Released this week on DVD, Leonard Cohen: Live At The Isle of Wight 1970 chronicles the singer/songwriter’s landmark set at the five-day music festival in England. Directed by Academy Award winning filmmaker Murray Lerner—whose credits include Message To Love: The Isle of Wight Festival 1970, The Other Side of The Mirror: Bob Dylan At Newport and Amazing Journey: The Story of The Who—the documentary renders Cohen as the infamous event’s saving grace.
Despite an unprecedented audience of 600,000 and a roster of high-profile acts from The Who and Joni Mitchell to Sly & The Family Stone and Jimi Hendrix, the massive happening quickly took on an iniquitous subtext. Tension between many in the crowd and the concert organizers (who hadn’t prepared for such staggering attendance) was inevitably directed toward the artists, resulting in a climate of random disruptions and resentment.
It’s within this context that Lerner frames Cohen’s performance, interspersing it with present commentary by other artists, including Joan Baez and Kris Kristofferson, who were also on the bill.
Murray Lerner recently spoke to Donald Gibson of Blogcritics Magazine about his latest film as well as his thoughts on Dylan and the essential power of music.
There are a lot of sustained close-ups on Cohen’s face, which seem to reflect the way the audience was paying attention to him.
Excellent point.
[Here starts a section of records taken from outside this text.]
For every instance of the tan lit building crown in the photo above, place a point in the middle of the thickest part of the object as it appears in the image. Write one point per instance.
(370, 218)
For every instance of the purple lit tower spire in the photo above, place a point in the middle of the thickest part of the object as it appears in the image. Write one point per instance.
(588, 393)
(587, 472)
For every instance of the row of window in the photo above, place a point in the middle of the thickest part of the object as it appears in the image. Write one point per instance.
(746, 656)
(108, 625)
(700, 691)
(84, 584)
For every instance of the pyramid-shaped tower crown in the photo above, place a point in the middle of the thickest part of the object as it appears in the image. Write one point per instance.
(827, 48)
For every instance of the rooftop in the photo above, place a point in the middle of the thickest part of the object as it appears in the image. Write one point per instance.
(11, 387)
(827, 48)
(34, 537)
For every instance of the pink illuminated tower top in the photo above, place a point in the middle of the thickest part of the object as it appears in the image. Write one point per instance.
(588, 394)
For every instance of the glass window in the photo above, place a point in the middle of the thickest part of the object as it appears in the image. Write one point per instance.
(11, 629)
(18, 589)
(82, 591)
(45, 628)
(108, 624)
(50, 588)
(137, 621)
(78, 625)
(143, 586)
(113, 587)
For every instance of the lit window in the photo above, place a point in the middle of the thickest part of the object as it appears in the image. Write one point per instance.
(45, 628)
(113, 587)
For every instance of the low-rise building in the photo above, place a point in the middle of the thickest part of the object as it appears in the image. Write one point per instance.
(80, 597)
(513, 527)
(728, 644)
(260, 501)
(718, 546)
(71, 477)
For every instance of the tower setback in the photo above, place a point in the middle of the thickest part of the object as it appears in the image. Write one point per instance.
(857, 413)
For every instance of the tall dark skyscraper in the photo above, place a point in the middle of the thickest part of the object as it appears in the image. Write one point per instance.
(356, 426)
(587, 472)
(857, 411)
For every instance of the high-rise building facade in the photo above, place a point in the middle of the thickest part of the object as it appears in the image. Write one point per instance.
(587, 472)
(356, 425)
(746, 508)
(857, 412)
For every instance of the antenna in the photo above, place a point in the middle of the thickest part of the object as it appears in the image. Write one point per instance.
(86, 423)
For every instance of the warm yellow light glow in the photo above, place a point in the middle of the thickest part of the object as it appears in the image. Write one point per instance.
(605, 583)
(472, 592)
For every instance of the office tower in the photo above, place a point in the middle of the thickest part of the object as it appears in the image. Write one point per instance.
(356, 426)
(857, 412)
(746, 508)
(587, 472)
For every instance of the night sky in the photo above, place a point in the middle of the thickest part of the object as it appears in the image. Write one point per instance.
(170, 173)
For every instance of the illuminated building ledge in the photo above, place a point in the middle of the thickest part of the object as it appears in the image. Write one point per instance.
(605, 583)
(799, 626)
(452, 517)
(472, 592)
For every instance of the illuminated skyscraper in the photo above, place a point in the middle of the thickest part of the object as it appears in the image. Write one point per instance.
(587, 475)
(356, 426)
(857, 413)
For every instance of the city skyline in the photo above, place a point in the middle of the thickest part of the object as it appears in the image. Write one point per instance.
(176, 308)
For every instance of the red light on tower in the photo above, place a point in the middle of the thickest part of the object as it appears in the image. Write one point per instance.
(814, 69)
I think he made them feel very intimate with him. And I wanted to show that. He was the only one that I can think of, out of all the performers, who actually expressed sympathy and consensus with the audience’s ideals and feelings. [When] he in a sense said, “We’re a nation, but we’re weak. We need to get stronger,” he was telling the audience that he was on their side ideologically.
He was empathetic.
Yeah. Therefore, I think that meant a lot. A lot of the performers were upset with the audience—and rightly so because of the conditions… As Joni [Mitchell] was saying, “Please give me some [respect].” In other words, be aware of my feelings. She wasn’t saying, “I’m aware of your feelings.”
She was basically saying I need you to quiet down so I can do my thing.
Right—“I’m an artist and this is my life.” She wasn’t saying, “Well, you’re in a bad position; I understand why you’re doing this.” But [Cohen] was. He wasn’t being clever; I think that’s just what he really felt… He was one with the audience almost instantly… Ordinarily a quiet, acoustic set wasn’t their thing… The thing is, though, he was there for them. [Also], T.S. Eliot said, “[Genuine] poetry can communicate before it is understood.” And as Joan Baez said [in the commentary], she didn’t understand a lot of it, but it worked. That’s true. Because of that, they were really listening.